Kelime Oyunu etkinliğimiz devam ediyor. Her hafta 5 kelime veriyoruz ve bu kelimelerin de içinde bulunduğu öykü, deneme, şiir benzeri bir yazı yaıyoruz. Herkes yazabilir, herkes 5 kelime verebilir.

        Kelime Oyunu ile  tekrar karşınıza çıkıyorum. Bu etkinlik ile her hafta 5 kelime veriliyor. Daha sonra bu kelimelerin içinde bulunduğu öykü, deneme, şiir gibi bir yazı yazıyoruz. Bu etkinliğe herkes katılabilir. Aynı zamanda herkes 5 kelime de verebilir. Bakalım ilk denemem nasıl olacak. Umarım beğenirsiniz. 😊💚🌸
        
        Haftanın kelimeleri: Ritüel - Kıyafet - Evlilik - Şüphe - Tapınak

        Ritüel: Din, tapınma, büyü vb. ile ilgili geleneksel tören. Günümüzde bir niyetin gerçekleşmesi amacı ile sürekli ve düzenli bir şekilde yapılan şeyler olarak nitelendirilmektedir.  
        Kıyafet: Resmi giysi.
        Evlilik: Hemen hemen tüm kültürlerde evrensel olarak yer edinmiş, evli çift ile sahip olabilecekleri çocuklar arasında haklar ve yükümlülükler içeren; ve yasalar, kurallar, gelenekler, inançlar ve tutumlarla düzenlenen, yasal ve sosyal olarak onaylanmış cinsel ve ekonomik bir birliktelik olarak tanımlanır. 
        Şüphe: Bir insanın, bir olay karşısında duyduğu emin olamama duygusu veya güvensizlik duygusudur. 
        Tapınak: İbadethane ya da mabet; yüce bir varlığa tapınılan ve bazı diğer dinî ritüellerin gerçekleştirildiği kutsal yapı.

        Büyük Gün 
        Maya ve Mert bir tapınakta tanıştılar. Orada yapılan bir ziyaret sonucunda denk gelirler ve ilgilerini çeken duvara bakarken sohbet etmeye başladılar. Bu sohbet sonucunda birbirine daha yakın olmaya ve daha yakından tanımak adına birlikte tapınağı gezdiler. Gezinti sonunda daha sonra tekrar görüşmeye karar verdiler. Böylelikle ilk tanışma adımı attılar.
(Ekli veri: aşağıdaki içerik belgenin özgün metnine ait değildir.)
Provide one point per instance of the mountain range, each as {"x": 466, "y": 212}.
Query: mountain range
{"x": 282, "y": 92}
         Mert Maya’yı görür görmez etkilenmişti ondan. Tabi başta bunu açıkça belli etmekte zorlandı. Arkadaş olarak gittikleri ve ritüel haline gelen gezilerini kaybetmek istemiyordu. Fakat daha sonra ona açılmayı ve tepkisini öğrenmeyi istedi. Çıktıkları bir akşam yemeğinde ona karşı duygularını ve hislerini açtı. Maya başta ne diyeceğini bilemedi. Şaşırmış görünüyordu. Bu şaşkınlık Mert’i korkutmaya başladı. Sonra Maya konuşmaya ve aslında onunda aynı şeyi hissettiğini ve kaybetmeye korktuğu için açılmaya cesaret edemediğini söyledi. Tabi şuan oluşan bu durum ikisinin de hoşuna gitti. Birlikte olmaya ve daha yakından tanımaya karar verdiler.
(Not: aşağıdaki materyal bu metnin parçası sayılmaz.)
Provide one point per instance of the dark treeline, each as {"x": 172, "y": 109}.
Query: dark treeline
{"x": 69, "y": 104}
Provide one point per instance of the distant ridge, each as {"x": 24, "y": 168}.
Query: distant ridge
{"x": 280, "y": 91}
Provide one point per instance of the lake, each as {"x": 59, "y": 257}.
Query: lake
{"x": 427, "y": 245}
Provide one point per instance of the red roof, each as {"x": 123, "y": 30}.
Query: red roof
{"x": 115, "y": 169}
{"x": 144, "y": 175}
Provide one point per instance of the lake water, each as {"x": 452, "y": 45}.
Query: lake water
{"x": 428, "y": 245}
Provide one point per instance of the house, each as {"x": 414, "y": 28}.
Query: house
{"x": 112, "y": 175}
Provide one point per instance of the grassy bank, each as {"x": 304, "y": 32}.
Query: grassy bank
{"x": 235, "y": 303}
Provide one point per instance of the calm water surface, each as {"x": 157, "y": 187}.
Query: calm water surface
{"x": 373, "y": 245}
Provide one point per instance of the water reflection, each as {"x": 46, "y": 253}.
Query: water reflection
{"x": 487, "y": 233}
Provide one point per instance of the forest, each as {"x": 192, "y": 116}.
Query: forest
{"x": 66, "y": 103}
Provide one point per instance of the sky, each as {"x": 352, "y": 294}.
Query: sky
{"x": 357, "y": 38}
         Beraber gezilere devam ettiler. Yeni yerler görmeyi ve deneyimlemeyi sevdiler. Zaman ilerledikçe birbirlerine karşı duyguları daha derinleşti ve daha da büyüdü. Tabi hala sevgili olarak takıldıklarından birlikte yaşama durumları yoktu. Zaten Maya’da evlilik olmadan birlikte yaşamak istemiyordu. Onun için birlikte yaşamak evlenmek demek idi. Fakat bekledikçe Mert’ten herhangi bir adım gelmiyordu. Mert ona evlilik teklifi etse Maya düşünmeden kabul ederdi.
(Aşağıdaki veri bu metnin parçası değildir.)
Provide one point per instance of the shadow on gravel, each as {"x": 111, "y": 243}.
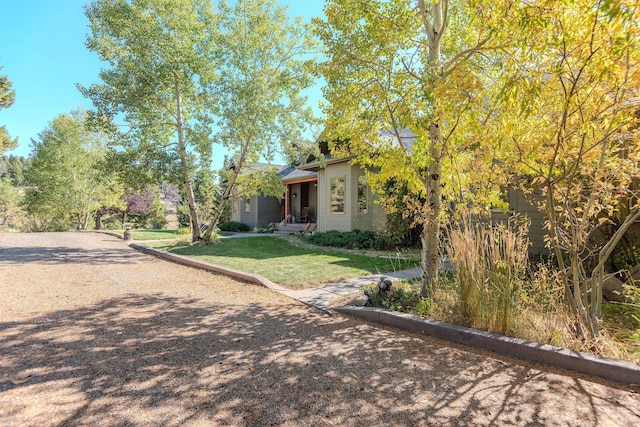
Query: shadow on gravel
{"x": 159, "y": 360}
{"x": 63, "y": 254}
         Zaman geçiyor ve hala bir şey olmuyordu. Maya’nın ailesi ve çevresi onu sıkıştırmaya başladı. Artık bunun adını koyalım diye Maya’ya baskı yapıyorlardı. Maya’da bunu çok istiyordu. Fakat Mert’ten bir evlik teklifi almadıkça bunun mümkün olmadığını biliyordu. Aklından acaba ben mi etsem diye düşündü. Ama buna da emin olamadı. Aklında birkaç şüphe vardı. Bunları çözmesi gerekiyordu. Bu yüzden direkt sormak istedi başta. Sonuçta Mert’in ne istediğinin de önemi vardı. Akşam için sinemaya oradan da yemek yemeye karar vermişlerdi. Bu yüzden yemekte konuşmanın mantıklı olduğunu düşündü.

         Yemekte iken Maya Mert’e gelecek hakkında fikrin ne diye sordu. Mert pek bir planı olmadığını ve kariyerini düşündüğünü söyledi. Maya bu sefer biz hakkında ne düşünüyorsun diye sordu. Bu sefer Mert biraz durdu. Gözlerinde ne cevap versem diye düşünceler geçtiği belli oluyordu. Bu konuda konuşmak istemediğini ve şuan iyiyiz böyle diyerek geçiştirdi. Bu cevap Maya’yı derinden etkiledi. Demek Mert onun gibi düşünmüyordu. Belki de onu sevmiyordu artık. Bu düşünceler içini yemeye başladı ve ne diyeceğini bilemedi. Daha fazla oturamayacağını yoksa ağlayacağını bildiğinden kalkmak için müsaade istedi. Mert ne kadar kalmasını istese de Maya kalmak istemedi ve masadan kalkıp evine gitti.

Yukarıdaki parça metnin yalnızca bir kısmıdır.